With the intensification of mineral resource exploitation, processing activities, and industrial operations worldwide, local soil and water bodies are becoming more and more acidified. Under acidic conditions, the chemical reaction at the interface between serpentine minerals, which are abundant on Earth, and water becomes more complex. Particularly, in slightly acidic wastewater, multiple heavy metal ions often coexist. Therefore, it is of great significance to study the interface ion-specific adsorption behavior of different heavy metal ions by the reaction products at the serpentine-water interface. This study, selected chrysotile and lizardite with distinct structures as raw materials to investigate the variations in their structure, morphology, and associated properties in a 1 mol/L sulfuric acid solution, along with the adsorption characteristics of the reaction products for typical heavy metal ions such as Cr³⁺, Mn²⁺ and Ni²⁺. The results indicate that during the acid treatment process, serpentine minerals with different structures are subjected to varying degrees of structural damage, particularly lizardite, which suffers more severe structural damage.
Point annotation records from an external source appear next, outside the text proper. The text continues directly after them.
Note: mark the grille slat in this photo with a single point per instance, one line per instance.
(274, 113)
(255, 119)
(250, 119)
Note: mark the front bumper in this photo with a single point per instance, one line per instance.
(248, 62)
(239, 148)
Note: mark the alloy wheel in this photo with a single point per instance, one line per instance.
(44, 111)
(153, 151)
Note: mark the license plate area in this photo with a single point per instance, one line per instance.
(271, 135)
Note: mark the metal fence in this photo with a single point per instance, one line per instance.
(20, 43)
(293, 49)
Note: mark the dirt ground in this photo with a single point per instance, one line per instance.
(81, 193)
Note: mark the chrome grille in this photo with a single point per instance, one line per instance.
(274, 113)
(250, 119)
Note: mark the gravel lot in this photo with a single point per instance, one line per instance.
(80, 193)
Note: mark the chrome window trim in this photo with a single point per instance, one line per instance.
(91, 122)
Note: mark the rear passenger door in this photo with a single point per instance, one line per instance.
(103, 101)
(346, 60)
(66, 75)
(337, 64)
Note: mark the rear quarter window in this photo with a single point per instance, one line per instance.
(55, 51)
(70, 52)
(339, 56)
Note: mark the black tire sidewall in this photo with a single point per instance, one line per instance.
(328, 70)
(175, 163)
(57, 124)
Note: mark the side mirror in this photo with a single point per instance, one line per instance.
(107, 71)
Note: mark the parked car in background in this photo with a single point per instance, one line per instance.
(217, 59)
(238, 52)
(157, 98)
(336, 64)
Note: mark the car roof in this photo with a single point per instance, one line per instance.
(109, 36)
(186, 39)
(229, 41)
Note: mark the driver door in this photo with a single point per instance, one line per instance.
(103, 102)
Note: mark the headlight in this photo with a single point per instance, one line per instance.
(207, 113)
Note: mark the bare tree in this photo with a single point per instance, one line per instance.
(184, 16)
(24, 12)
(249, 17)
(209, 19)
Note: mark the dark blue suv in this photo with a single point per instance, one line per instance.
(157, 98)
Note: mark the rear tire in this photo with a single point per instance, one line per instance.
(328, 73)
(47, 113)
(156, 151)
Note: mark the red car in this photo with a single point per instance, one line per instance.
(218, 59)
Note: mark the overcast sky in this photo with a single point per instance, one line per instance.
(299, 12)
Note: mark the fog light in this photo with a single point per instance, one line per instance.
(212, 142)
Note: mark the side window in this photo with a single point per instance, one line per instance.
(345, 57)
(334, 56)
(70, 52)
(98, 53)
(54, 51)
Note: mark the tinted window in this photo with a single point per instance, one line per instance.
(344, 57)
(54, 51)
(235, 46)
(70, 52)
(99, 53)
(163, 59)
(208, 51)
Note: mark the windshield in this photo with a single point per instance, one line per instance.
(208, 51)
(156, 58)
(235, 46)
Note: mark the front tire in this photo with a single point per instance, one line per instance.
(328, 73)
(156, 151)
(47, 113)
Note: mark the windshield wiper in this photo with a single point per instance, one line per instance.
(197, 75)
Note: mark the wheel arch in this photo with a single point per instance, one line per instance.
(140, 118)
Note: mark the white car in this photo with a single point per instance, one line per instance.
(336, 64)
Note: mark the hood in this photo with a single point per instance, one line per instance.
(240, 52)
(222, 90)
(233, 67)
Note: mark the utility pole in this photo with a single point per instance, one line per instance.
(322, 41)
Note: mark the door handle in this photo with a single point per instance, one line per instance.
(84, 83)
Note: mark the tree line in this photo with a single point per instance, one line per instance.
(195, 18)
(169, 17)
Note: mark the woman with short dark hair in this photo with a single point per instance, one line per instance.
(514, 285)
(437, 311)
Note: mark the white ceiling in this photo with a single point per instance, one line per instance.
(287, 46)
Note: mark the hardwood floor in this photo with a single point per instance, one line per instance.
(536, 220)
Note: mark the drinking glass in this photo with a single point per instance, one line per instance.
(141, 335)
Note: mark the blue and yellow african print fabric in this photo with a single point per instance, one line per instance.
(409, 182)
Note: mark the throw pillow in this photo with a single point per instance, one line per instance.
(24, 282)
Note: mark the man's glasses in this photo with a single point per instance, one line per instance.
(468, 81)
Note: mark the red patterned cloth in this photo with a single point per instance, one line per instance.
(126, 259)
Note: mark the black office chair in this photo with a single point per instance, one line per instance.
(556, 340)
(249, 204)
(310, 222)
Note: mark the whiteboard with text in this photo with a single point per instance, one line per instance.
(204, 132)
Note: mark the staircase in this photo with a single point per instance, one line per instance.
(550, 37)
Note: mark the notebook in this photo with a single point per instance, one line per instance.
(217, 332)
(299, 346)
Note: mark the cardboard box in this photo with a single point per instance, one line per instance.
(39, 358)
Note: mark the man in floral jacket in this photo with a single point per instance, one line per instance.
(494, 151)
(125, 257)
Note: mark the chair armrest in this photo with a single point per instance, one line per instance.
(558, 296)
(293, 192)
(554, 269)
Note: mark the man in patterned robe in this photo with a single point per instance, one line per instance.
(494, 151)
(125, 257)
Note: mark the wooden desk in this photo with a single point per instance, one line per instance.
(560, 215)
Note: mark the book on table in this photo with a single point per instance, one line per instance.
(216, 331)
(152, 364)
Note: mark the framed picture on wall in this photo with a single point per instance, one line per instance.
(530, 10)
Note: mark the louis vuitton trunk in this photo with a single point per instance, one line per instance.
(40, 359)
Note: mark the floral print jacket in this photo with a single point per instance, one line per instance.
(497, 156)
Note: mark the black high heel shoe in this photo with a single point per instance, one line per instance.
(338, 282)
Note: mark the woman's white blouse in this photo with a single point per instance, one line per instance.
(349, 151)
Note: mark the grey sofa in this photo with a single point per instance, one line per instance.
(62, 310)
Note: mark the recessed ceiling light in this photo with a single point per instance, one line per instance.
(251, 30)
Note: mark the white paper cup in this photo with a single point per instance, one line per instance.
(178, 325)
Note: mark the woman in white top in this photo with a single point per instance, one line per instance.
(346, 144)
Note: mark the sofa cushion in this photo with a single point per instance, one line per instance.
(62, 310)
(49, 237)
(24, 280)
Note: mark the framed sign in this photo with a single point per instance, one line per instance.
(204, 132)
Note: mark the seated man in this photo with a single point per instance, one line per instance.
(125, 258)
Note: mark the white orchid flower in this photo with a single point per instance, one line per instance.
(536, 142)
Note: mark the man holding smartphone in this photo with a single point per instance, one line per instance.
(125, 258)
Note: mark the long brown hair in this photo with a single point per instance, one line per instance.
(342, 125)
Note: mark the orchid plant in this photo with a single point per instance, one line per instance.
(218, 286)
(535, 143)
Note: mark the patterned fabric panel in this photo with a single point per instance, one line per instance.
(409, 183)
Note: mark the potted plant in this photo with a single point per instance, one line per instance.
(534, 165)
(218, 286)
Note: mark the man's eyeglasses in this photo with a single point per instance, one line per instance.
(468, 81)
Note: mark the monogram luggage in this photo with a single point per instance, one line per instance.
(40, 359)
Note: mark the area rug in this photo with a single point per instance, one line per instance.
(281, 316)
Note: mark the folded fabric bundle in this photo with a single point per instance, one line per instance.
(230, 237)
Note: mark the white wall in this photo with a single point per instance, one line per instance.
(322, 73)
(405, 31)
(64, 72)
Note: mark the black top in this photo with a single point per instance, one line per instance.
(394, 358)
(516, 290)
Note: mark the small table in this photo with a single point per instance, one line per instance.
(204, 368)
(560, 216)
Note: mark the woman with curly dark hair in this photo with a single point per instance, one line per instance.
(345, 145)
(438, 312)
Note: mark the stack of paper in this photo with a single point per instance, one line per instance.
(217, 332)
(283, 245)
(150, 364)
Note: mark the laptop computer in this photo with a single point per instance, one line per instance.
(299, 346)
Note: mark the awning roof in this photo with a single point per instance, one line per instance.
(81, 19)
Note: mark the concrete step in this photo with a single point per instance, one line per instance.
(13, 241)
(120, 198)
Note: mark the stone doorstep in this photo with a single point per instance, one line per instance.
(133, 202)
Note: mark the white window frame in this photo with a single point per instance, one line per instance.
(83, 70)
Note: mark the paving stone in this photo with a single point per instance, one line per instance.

Additionally, the specific surface area and pore volume of the reaction products increased, especially the increase in the edge structure, which enhanced the saturated adsorption capacity for Cr³⁺, Mn²⁺ and Ni²⁺. Kinetics studies revealed that the adsorption effect of the reaction products of serpentine on Cr³⁺ was the most pronounced, indicating an obvious preferential competitive adsorption behavior. The adsorption of these heavy metal ions onto the reaction products followed pseudo-second-order kinetic models as well as Langmuir isothermal adsorption models. This suggests that their adsorption mechanism is mainly a chemical process of monolayer adsorption. Thermodynamic analysis showed that temperature had the most significant influence on the adsorption process of Cr³⁺ among the studied heavy metal ions. These findings contribute to a deeper understanding the serpentine-water interface reaction process, the self-purification effect, and its impact on Earth's surface ecosystems.